If we again ignore the above, there are going to be some issues with using the GPU in this way. Namely, it’s not like a conventional fork/join thread model, which is my preference. In that model, you would be waking threads, distributing work to them, then putting them to sleep when they’ve finished, whilst waiting on the main thread for the work to complete (probably whilst doing some work on it yourself). When the GPU is involved, you have no control, and you’re unlikely to get the compute results back to the CPU inside of a frame. It will be somewhat inconsistent, so you can’t lockstep your framerate to the compute rate - it may be calculating it 40 times a second, with incredibly varied intervals between results.
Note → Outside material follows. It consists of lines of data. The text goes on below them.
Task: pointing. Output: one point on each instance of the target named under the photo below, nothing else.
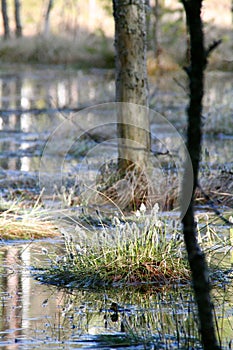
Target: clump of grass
(17, 222)
(133, 252)
(59, 50)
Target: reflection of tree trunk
(196, 257)
(5, 20)
(18, 30)
(47, 18)
(131, 80)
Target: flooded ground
(37, 316)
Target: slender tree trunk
(196, 257)
(18, 25)
(156, 30)
(47, 18)
(5, 20)
(131, 81)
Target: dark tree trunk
(18, 25)
(5, 20)
(131, 81)
(47, 18)
(196, 257)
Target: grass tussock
(90, 50)
(18, 223)
(131, 252)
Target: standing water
(34, 315)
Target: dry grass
(21, 223)
(88, 50)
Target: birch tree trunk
(131, 81)
(196, 257)
(18, 25)
(47, 18)
(5, 20)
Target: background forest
(81, 33)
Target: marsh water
(34, 103)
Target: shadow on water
(37, 316)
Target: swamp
(83, 264)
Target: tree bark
(131, 81)
(18, 30)
(5, 20)
(196, 257)
(47, 18)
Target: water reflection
(24, 134)
(34, 315)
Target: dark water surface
(36, 316)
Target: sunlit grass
(138, 251)
(20, 222)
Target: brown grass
(18, 223)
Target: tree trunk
(18, 30)
(196, 257)
(156, 30)
(131, 82)
(5, 20)
(47, 18)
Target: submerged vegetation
(136, 251)
(146, 251)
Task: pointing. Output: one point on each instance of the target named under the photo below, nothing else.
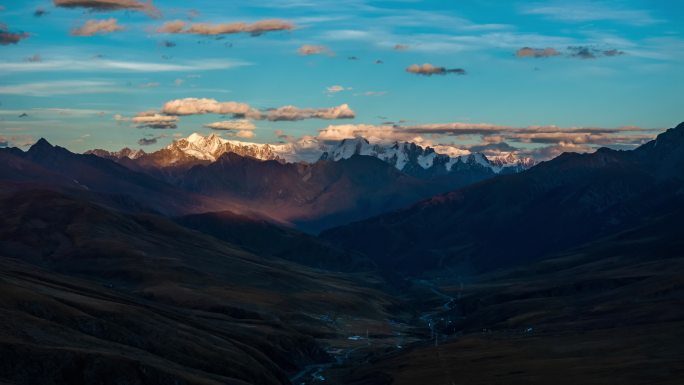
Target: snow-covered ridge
(405, 156)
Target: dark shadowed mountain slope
(511, 219)
(101, 179)
(312, 196)
(608, 312)
(91, 295)
(267, 239)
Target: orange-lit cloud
(255, 29)
(536, 52)
(111, 5)
(428, 69)
(93, 27)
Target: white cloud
(103, 65)
(584, 11)
(238, 124)
(60, 87)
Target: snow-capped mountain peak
(408, 157)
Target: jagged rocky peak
(212, 146)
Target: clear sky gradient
(598, 64)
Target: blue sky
(83, 89)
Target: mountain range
(348, 180)
(409, 158)
(123, 268)
(556, 205)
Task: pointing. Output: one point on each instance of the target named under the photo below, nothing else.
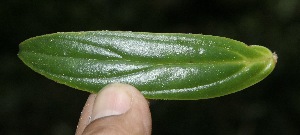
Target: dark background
(32, 104)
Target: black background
(32, 104)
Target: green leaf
(161, 65)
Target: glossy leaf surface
(160, 65)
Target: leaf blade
(163, 65)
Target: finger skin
(135, 121)
(84, 119)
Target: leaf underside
(161, 65)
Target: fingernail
(114, 99)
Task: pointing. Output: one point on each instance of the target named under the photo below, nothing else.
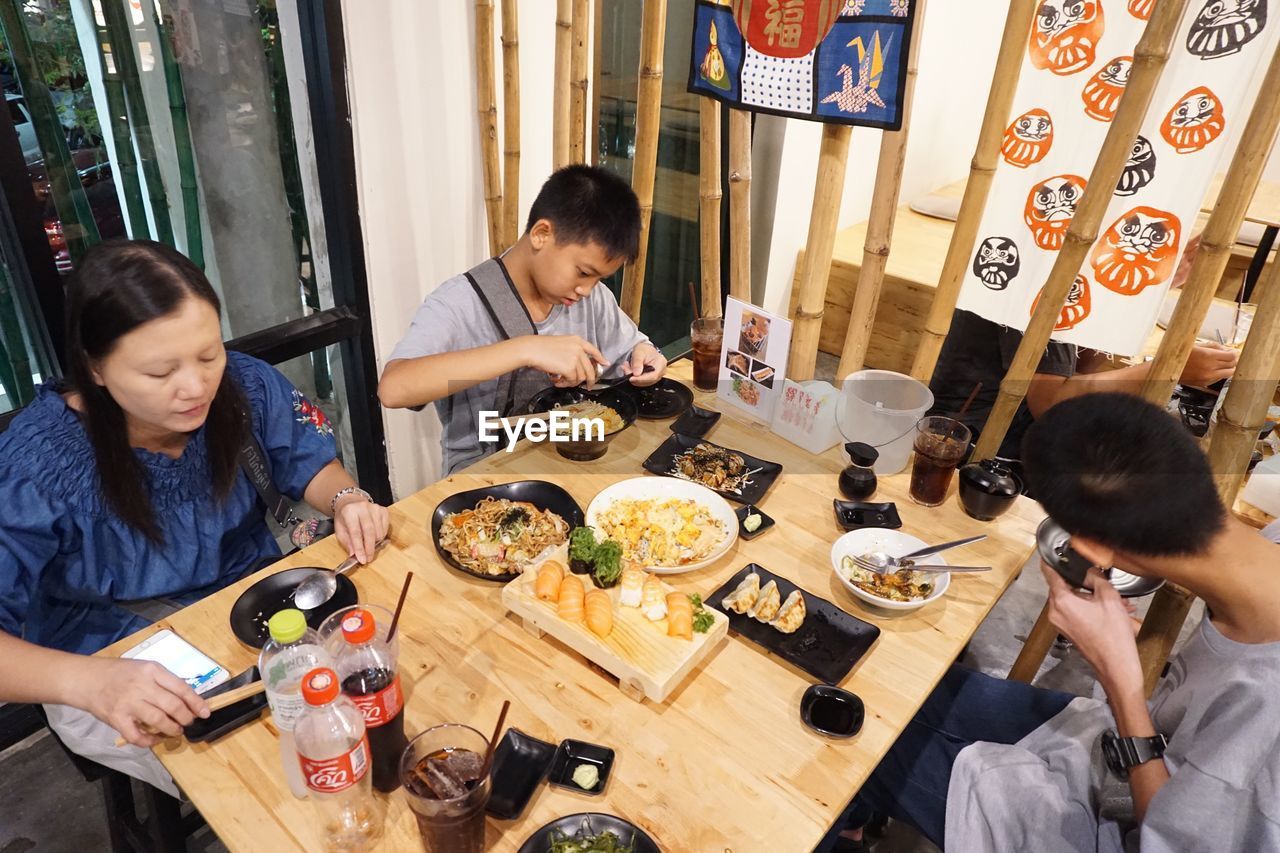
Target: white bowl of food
(663, 524)
(901, 591)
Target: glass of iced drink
(440, 772)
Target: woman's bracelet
(342, 493)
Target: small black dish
(519, 765)
(570, 755)
(275, 593)
(233, 716)
(832, 711)
(695, 422)
(766, 521)
(630, 836)
(854, 515)
(540, 493)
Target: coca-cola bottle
(366, 667)
(333, 752)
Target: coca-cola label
(382, 707)
(337, 774)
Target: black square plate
(766, 521)
(519, 765)
(826, 646)
(570, 755)
(695, 422)
(661, 461)
(854, 515)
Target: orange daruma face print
(1138, 250)
(1050, 208)
(1194, 122)
(1065, 35)
(1028, 138)
(1102, 92)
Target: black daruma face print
(996, 261)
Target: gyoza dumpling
(791, 615)
(767, 605)
(741, 598)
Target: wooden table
(723, 763)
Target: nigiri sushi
(599, 612)
(653, 600)
(632, 587)
(571, 598)
(549, 576)
(680, 616)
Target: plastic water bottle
(333, 753)
(292, 651)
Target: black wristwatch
(1125, 753)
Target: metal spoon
(321, 584)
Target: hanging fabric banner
(839, 62)
(1078, 60)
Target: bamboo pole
(1000, 101)
(653, 35)
(740, 205)
(561, 85)
(880, 227)
(1148, 63)
(488, 106)
(510, 123)
(709, 201)
(1219, 237)
(577, 82)
(119, 28)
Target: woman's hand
(128, 694)
(360, 524)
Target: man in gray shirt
(583, 226)
(991, 765)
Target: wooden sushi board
(647, 662)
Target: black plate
(766, 521)
(695, 422)
(570, 755)
(231, 717)
(661, 463)
(664, 398)
(595, 824)
(826, 646)
(540, 493)
(274, 593)
(519, 763)
(854, 515)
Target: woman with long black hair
(122, 495)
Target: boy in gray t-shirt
(583, 226)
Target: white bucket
(881, 407)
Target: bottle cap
(287, 625)
(357, 626)
(320, 685)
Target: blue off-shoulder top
(67, 561)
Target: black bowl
(615, 398)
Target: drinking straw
(493, 740)
(400, 606)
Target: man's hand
(1208, 363)
(644, 357)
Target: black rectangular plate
(519, 766)
(570, 755)
(661, 461)
(826, 646)
(695, 422)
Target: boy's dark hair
(588, 204)
(1121, 471)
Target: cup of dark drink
(705, 334)
(940, 445)
(440, 772)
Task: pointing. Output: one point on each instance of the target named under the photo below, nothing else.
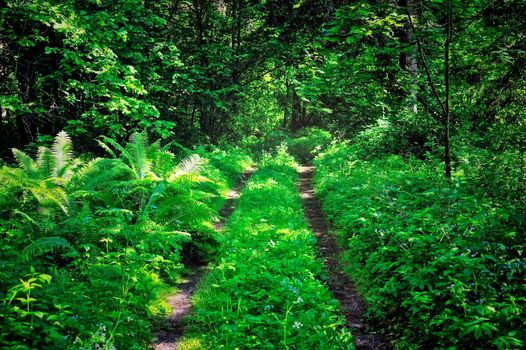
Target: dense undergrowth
(302, 144)
(266, 291)
(441, 263)
(89, 247)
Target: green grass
(266, 292)
(106, 237)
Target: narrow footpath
(181, 304)
(351, 304)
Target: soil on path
(351, 304)
(168, 338)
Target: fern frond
(138, 149)
(62, 150)
(47, 196)
(45, 245)
(182, 210)
(25, 216)
(156, 194)
(25, 162)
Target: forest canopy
(124, 124)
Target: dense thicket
(439, 84)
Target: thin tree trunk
(447, 116)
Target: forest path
(181, 304)
(352, 305)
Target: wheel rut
(180, 303)
(340, 284)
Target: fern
(63, 153)
(25, 162)
(45, 245)
(138, 149)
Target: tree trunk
(447, 116)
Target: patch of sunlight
(191, 344)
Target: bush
(441, 264)
(89, 249)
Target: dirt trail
(341, 286)
(168, 339)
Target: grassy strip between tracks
(266, 292)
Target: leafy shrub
(441, 264)
(266, 290)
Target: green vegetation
(412, 111)
(266, 290)
(441, 263)
(89, 248)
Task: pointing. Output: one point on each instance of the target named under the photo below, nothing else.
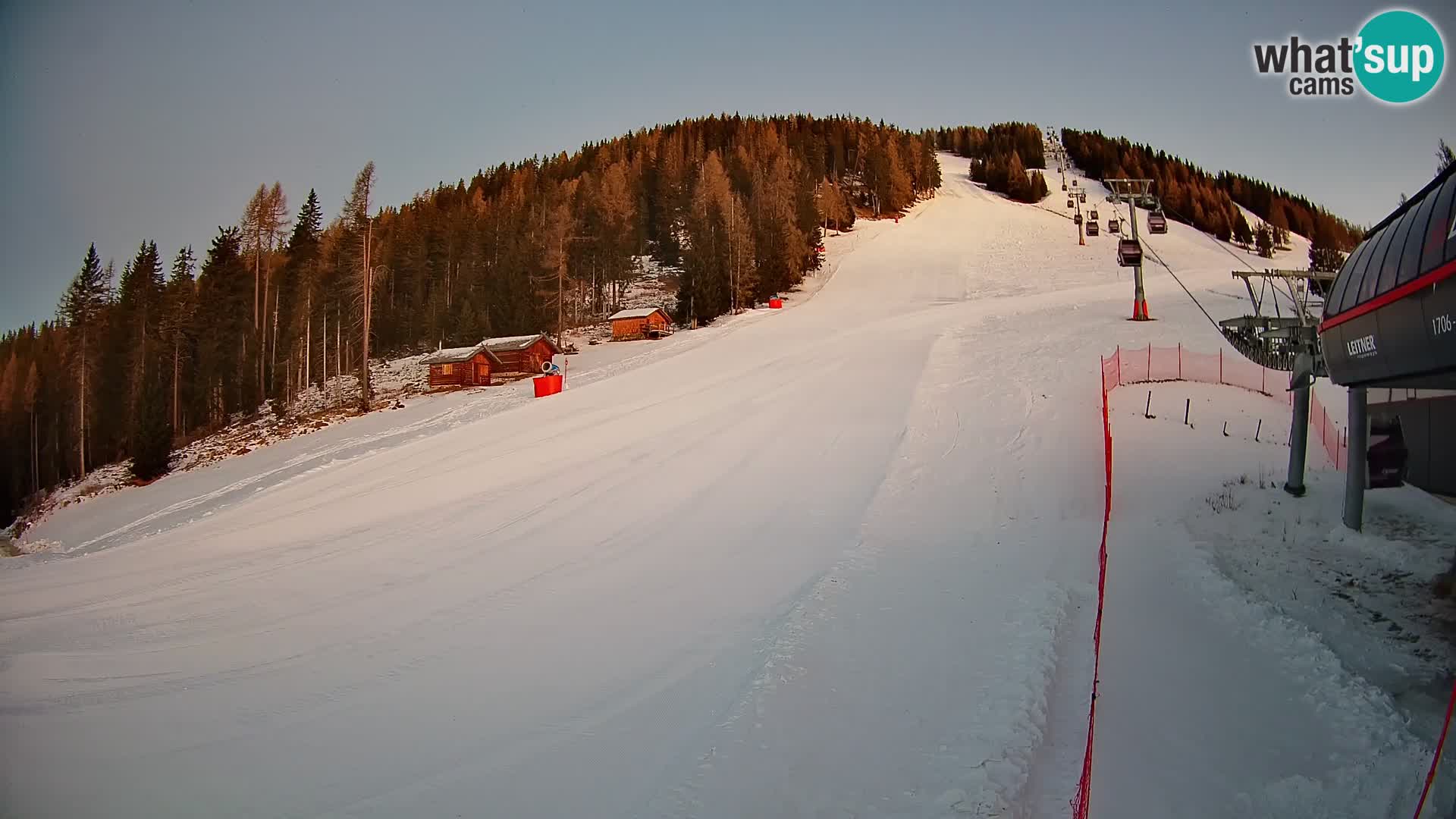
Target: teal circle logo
(1400, 55)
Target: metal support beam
(1357, 469)
(1131, 191)
(1298, 444)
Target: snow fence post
(1356, 460)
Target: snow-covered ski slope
(836, 560)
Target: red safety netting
(1331, 438)
(1172, 363)
(1111, 376)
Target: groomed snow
(836, 560)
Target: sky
(158, 120)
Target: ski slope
(836, 560)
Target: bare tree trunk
(83, 401)
(177, 369)
(369, 297)
(273, 362)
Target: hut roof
(513, 343)
(637, 314)
(456, 354)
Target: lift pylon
(1133, 191)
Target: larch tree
(30, 403)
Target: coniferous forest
(1209, 202)
(177, 344)
(1001, 156)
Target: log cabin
(645, 322)
(522, 353)
(462, 366)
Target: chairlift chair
(1128, 253)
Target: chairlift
(1128, 253)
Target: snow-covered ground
(836, 560)
(1251, 661)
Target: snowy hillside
(836, 560)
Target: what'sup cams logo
(1397, 57)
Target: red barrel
(546, 385)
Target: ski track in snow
(836, 560)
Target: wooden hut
(462, 366)
(645, 322)
(523, 353)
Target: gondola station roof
(1389, 314)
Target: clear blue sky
(131, 121)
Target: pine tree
(1324, 256)
(152, 442)
(30, 403)
(178, 325)
(356, 219)
(82, 311)
(1264, 241)
(1242, 234)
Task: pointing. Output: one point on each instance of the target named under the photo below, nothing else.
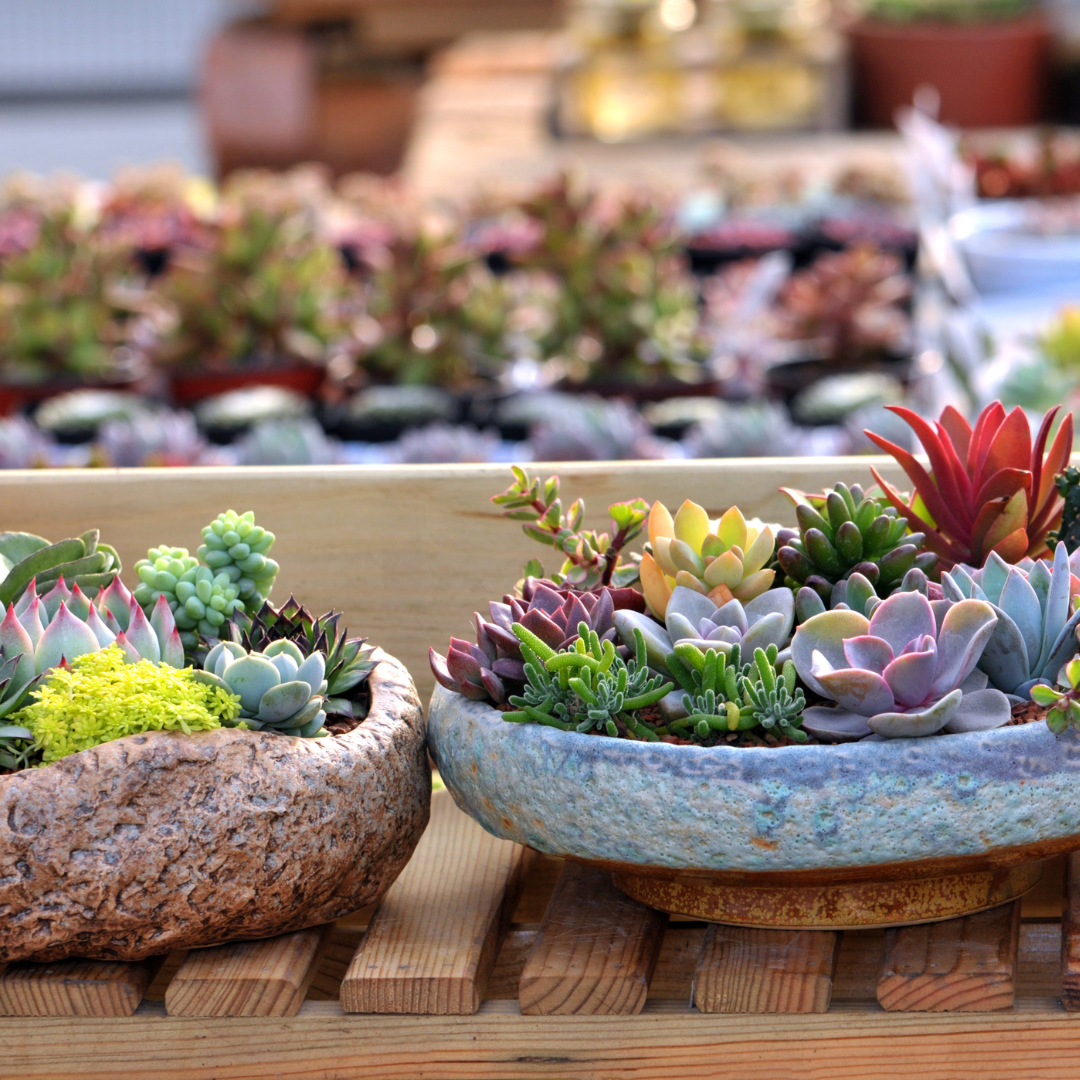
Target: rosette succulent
(901, 674)
(348, 662)
(280, 689)
(724, 561)
(1036, 634)
(766, 620)
(848, 531)
(988, 488)
(83, 561)
(552, 613)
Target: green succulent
(234, 544)
(280, 689)
(348, 662)
(81, 561)
(588, 687)
(848, 531)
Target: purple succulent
(899, 674)
(551, 612)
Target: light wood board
(595, 950)
(433, 942)
(247, 979)
(958, 966)
(75, 988)
(407, 552)
(744, 970)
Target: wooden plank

To counter this, I used the model I described in the previous post - a single thread to talk to the GPU, and a lockless buffering system in between it and the main thread. This way, you can access the results on Tick, and whatever you get will be the newest possible data, but you won’t accidentally stall the main thread (which would happen if you used a mutex or other locking system). I have not tried to pull any game objects out on to other threads, and I wouldn’t advise it. I welcome you to try so I can see how it works, however Your best bet whenever you’re trying to do that is to move computations on to other threads and use the wake/sleep (fork/join) model I described to ensure that results are available in the frame that you need, though this would all be on the CPU.
Your best bet whenever you’re trying to do that is to move computations on to other threads and use the wake/sleep (fork/join) model I described to ensure that results are available in the frame that you need, though this would all be on the CPU.